Wolbachia bacteria ‘dramatically reduces’ dengue — study

Public Health Image Library/US Centers Disease for Control and Prevention

Patricia B. Mirasol

DENGUE FEVER cases have been cut by 77% in a trial that infected disease-spreading mosquitoes with a bacteria called Wolbachia, according to the results of a randomized controlled trial published this June in the New England Journal of Medicine.

The study has significant implications for 40% of the world’s population at risk of dengue, according to the World Mosquito Program (WMP) initiated by Monash University, Australia.

Wolbachia is a naturally occurring bacteria that exists in around 50% of all insects, but not the Aedes aegypti mosquito until it was introduced in the laboratory by WMP researchers. Wolbachia restricts the amount of dengue that disseminates from the mosquito midgut into the mosquito’s saliva.

“At the cellular level, replication of the viral genome is inhibited when the virus infects cells that are also occupied by Wolbachia,” Katie Anders, WMP’s lead researcher and director of impact assessment, told BusinessWorld in an e-mail interview. “This is likely due to competition between Wolbachia and viruses for resources such as energy and nutrients.”

DRAMATIC REDUCTION
In Yogyakarta City, Indonesia, and surrounding areas where the infected mosquitoes were released, the number of cases of dengue decreased significantly compared with parts of the city where they were not, according to the three-year Applying Wolbachia to Eliminate Dengue trial, conducted by WMP in collaboration with Indonesia’s Tahija Foundation and Gadjah Mada University.

Once Wolbachia-carrying mosquitoes are released, they breed with wild mosquitoes. Over time, the percentage of mosquitoes carrying Wolbachia grows until it remains high without the need for further releases.

“It takes between three to six months of mosquito releases undertaken every one to two weeks for Wolbachia to become established in the local mosquito population,” said Ms. Anders. “We then see reduced dengue in the years that follow.”

This self-sustaining method is said to offer a safe, effective, and long-term solution to reducing the burden of the disease.

WMP director Scott O’Neill said in a press statement: “This is the result we’ve been waiting for — evidence that our Wolbachia method is safe, sustainable, and dramatically reduces incidence of dengue. It gives us great confidence in the positive impact this method will have worldwide when provided to communities at risk of these mosquito-transmitted diseases.”

The “public health value of Wolbachia against dengue” was recognized by the World Health Organization’s (WHO) Vector Control Advisory Group in a December 2020 virtual meeting.

Climate change amplified the distribution of Aedes aegypti, the mosquito species that transmit the dengue virus, according to WHO. Other factors including rapid unplanned urbanization, increased humidity, devolved vector control services, and movement of people and goods have also facilitated the spread of the disease.

Dengue is common in more than 100 countries around the world, including the Philippines. And a person can be infected with a dengue virus as many as four times in his or her lifetime.

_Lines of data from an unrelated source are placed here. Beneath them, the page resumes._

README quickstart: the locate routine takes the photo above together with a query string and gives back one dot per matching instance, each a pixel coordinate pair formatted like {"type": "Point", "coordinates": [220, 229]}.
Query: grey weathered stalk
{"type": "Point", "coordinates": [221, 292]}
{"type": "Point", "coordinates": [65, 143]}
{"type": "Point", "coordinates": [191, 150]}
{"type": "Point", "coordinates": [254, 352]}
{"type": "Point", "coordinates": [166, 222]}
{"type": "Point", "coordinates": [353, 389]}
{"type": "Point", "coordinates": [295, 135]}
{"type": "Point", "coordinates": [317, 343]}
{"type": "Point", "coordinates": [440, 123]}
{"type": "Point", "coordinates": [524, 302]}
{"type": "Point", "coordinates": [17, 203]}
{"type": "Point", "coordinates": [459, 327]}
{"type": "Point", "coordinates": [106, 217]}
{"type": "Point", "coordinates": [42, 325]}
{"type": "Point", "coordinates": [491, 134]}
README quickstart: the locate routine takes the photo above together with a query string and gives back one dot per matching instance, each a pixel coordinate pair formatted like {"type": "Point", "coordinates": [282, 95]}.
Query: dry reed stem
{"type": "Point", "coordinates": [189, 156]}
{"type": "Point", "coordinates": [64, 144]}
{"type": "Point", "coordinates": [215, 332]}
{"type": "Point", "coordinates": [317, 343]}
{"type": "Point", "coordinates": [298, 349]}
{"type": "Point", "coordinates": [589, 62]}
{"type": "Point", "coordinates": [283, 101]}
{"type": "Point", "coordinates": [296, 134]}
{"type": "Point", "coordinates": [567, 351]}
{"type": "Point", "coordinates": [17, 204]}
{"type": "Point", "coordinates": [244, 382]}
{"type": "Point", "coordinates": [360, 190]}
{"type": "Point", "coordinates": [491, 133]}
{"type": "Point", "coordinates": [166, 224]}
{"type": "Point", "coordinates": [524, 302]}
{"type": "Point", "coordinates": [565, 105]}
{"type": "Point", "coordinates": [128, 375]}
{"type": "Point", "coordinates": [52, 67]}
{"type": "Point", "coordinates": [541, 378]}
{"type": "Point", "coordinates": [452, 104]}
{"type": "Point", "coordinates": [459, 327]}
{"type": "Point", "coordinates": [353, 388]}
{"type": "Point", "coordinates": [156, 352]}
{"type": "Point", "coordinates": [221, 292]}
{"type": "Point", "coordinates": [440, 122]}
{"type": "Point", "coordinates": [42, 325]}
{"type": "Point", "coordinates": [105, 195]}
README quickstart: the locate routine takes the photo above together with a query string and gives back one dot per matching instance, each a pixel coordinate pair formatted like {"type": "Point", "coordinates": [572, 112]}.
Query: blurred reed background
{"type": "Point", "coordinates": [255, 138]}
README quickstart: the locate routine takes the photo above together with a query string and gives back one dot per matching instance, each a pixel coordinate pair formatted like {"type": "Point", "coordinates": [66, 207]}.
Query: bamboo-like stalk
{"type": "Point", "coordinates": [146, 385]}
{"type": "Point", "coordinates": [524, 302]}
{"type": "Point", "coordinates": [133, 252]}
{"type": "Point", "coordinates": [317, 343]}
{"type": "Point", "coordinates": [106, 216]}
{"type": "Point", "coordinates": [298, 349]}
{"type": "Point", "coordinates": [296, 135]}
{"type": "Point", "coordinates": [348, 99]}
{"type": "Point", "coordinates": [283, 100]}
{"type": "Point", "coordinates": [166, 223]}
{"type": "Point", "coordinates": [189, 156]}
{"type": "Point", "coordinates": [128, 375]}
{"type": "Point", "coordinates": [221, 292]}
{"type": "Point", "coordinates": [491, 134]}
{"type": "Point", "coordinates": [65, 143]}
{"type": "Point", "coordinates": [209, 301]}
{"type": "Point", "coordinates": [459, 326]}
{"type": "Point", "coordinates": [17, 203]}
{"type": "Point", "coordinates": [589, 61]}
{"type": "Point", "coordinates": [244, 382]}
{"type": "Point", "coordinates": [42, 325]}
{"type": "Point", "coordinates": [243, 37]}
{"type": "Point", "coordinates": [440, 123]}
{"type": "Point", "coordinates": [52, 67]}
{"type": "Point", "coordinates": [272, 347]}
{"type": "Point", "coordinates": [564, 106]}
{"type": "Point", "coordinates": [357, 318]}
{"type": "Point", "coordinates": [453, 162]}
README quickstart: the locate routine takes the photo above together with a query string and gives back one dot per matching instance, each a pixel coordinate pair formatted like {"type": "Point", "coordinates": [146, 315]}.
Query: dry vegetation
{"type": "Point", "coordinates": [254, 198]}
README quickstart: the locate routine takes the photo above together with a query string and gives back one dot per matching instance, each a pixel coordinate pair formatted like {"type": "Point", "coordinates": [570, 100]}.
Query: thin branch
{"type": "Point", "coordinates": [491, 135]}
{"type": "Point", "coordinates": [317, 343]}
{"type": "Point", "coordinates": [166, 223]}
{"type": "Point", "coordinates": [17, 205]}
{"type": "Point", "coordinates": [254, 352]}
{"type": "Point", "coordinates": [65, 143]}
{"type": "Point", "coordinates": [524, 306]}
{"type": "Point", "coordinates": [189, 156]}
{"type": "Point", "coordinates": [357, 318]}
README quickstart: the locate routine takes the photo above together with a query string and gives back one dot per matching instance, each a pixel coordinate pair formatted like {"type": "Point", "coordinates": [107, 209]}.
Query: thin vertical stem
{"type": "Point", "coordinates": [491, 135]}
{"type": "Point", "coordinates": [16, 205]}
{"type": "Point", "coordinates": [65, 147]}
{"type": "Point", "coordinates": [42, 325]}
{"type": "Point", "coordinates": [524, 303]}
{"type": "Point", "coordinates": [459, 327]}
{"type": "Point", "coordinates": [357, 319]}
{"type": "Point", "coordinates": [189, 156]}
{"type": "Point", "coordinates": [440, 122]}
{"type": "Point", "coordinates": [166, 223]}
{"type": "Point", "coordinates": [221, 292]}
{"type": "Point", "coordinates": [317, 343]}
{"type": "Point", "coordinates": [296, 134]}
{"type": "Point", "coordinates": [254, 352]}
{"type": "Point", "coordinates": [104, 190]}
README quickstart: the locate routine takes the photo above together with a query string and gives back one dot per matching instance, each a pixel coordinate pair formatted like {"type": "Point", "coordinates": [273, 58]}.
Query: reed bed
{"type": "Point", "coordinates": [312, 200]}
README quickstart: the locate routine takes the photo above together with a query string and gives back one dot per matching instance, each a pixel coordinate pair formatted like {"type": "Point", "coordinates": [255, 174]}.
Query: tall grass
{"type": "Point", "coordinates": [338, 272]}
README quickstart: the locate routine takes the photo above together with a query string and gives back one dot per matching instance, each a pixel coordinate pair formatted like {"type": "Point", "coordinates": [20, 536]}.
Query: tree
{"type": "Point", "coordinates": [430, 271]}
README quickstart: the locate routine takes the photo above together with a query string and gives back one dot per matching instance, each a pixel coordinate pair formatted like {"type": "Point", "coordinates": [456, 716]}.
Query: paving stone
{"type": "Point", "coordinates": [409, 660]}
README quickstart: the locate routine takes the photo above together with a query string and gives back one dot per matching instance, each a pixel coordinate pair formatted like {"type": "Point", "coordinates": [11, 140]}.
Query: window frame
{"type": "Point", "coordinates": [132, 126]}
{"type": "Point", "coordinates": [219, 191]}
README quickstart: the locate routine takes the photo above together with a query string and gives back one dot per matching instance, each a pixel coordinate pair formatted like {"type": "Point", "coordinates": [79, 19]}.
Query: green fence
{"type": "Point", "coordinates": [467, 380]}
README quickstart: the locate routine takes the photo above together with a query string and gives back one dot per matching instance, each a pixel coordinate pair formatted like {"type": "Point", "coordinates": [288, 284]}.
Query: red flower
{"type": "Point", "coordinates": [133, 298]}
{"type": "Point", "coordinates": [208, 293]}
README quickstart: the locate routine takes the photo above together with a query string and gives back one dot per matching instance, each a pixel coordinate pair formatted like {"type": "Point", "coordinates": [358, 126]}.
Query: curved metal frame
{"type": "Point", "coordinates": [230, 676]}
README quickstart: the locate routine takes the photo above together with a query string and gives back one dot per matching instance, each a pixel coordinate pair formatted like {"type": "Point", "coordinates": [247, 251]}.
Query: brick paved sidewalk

In August 2020, the Philippines’ Department of Health (DoH) reported that its W.I.L.D. (or water-borne infectious diseases, influenza, and leptospirosis, including dengue) initiative resulted in a drop of dengue cases (59,675 in 2020 from 430,282 in 2019) and mortalities (231 in 2020 from 1,612 in 2019). Among the activities implemented by the DoH is the Wolbachia Project within Bicol’s Center for Health Development as part of a non-invasive way to control the local dengue-carrying mosquito population.

Because the Wolbachia project in Bicol is ongoing, WMP declined to comment until after the results of the study are available.

WOLBACHIA WORLDWIDE
WMP aims partner with national and local governments, corporate citizenship programs, charitable organizations, and non-governmental organizations to expand Wolbachia protection worldwide. To date, the WMP has supported releases in 11 countries in Asia, Australia, Latin America, and the Pacific, with an estimated 6.8 million people benefiting from Wolbachia coverage.

The cost of deployment is currently less than $10 per person, said Ms. Anders, with the organization working towards reducing it to $1 per person. “In high-density urban areas, Wolbachia is expected to be cost-saving over 10 years, returning 2–3 dollars in economic benefits for every dollar invested through averted healthcare costs and lost wages,” she said.